I recently received an email from a financial planner who “felt he had to respond” to my writing about what it means to be a fiduciary. As a licensed insurance agent and registered rep, he repeated the usual rationalizations about why it’s “better for the client” to be charged a commission (while side stepping the apparently minor technicality that their “advisor” doesn’t actually work for them). And he even came up with a new one: it’s his fiduciary duty to be an agent, because no one can handle his clients’ insurance needs as well as he can. Kudos for creativity, if nothing else.

Yet, his lengthy tome (why do defenders of commissions always write gothic novels about it?) eventually got around to an interesting point (kudos to me for reading that far).
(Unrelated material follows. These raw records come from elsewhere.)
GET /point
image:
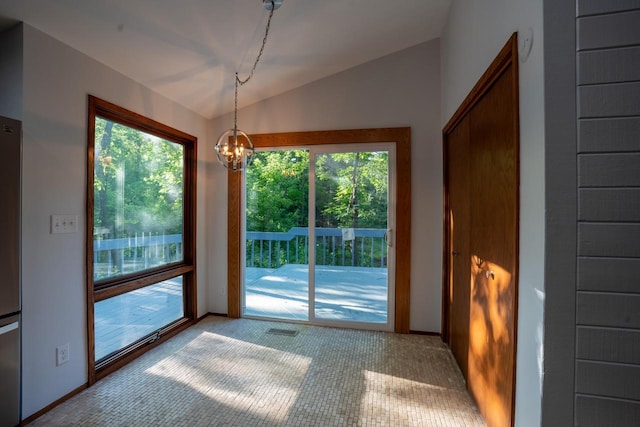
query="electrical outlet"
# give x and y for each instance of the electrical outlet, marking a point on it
(62, 354)
(64, 224)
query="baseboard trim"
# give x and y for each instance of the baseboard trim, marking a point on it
(52, 405)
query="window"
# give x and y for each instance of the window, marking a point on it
(140, 233)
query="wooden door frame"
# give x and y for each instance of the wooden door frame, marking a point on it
(402, 139)
(508, 57)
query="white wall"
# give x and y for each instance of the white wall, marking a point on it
(474, 34)
(401, 89)
(11, 73)
(57, 80)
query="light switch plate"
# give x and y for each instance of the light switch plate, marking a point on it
(64, 224)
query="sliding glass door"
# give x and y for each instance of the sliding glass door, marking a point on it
(339, 199)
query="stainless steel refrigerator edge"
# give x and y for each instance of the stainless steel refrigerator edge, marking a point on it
(10, 301)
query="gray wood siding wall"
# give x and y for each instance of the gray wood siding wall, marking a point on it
(607, 369)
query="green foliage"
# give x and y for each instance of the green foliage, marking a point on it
(138, 182)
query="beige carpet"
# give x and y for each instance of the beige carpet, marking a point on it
(224, 372)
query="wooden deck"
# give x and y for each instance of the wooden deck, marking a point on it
(341, 293)
(122, 320)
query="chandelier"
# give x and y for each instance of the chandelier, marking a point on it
(234, 148)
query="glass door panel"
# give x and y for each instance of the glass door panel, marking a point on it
(276, 273)
(350, 275)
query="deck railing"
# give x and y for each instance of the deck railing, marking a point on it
(362, 247)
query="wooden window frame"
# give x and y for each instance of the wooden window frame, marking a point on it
(127, 283)
(401, 137)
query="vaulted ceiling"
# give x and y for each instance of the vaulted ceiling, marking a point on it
(189, 50)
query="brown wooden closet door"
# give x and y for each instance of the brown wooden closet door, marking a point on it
(494, 202)
(458, 165)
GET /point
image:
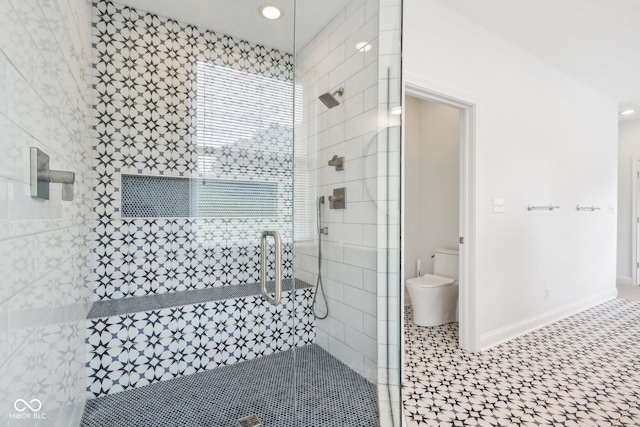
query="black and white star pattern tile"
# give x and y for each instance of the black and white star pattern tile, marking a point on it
(581, 371)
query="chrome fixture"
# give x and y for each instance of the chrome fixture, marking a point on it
(319, 285)
(275, 299)
(587, 208)
(338, 162)
(329, 99)
(537, 208)
(41, 176)
(339, 199)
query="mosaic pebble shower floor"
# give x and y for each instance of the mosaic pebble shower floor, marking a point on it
(327, 392)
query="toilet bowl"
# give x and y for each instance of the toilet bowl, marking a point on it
(434, 297)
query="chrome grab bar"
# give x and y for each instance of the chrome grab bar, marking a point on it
(275, 299)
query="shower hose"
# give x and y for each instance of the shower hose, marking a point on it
(319, 285)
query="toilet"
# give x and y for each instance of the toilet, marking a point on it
(434, 297)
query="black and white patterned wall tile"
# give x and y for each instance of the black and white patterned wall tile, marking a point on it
(580, 371)
(137, 349)
(158, 95)
(144, 257)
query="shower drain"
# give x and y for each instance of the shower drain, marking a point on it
(250, 421)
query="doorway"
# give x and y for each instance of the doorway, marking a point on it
(465, 213)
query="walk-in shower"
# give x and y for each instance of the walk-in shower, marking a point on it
(179, 285)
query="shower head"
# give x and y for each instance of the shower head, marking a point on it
(329, 98)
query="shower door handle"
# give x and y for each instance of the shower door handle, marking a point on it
(275, 299)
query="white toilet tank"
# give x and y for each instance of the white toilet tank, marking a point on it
(445, 263)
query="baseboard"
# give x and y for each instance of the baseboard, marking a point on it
(507, 333)
(624, 280)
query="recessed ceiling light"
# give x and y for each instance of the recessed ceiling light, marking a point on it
(270, 12)
(363, 47)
To wit: A fee-only planner on a call-in radio show refused to help a widow buy Treasury bonds by saying his fee would be too high.

“That was cruel and heartless… I believe that one of the flaws in the fee-based compensation structure is the development of an arrogant attitude…Well, when it causes widows to be rejected it is not morally superior.”

Ignoring the fact that there are fee-only planners who don’t have minimums (The Garrett Planning Network, comes to mind), and plenty of commission planners who pass on clients that are too small, the question is still a good one: Is there something wrong with advisors (either fee or commissions) having minimums?

In an ideal world, sure, all advisors would help everyone who needs help. But you can’t run a practice that way. Advisors can only handle so many clients; after that service begins to suffer. So you have to draw the line somewhere. Many advisors set aside time each month to do pro bono work. Others refer people to advisors who can help them. What is heartless is not helping people to find the help they need.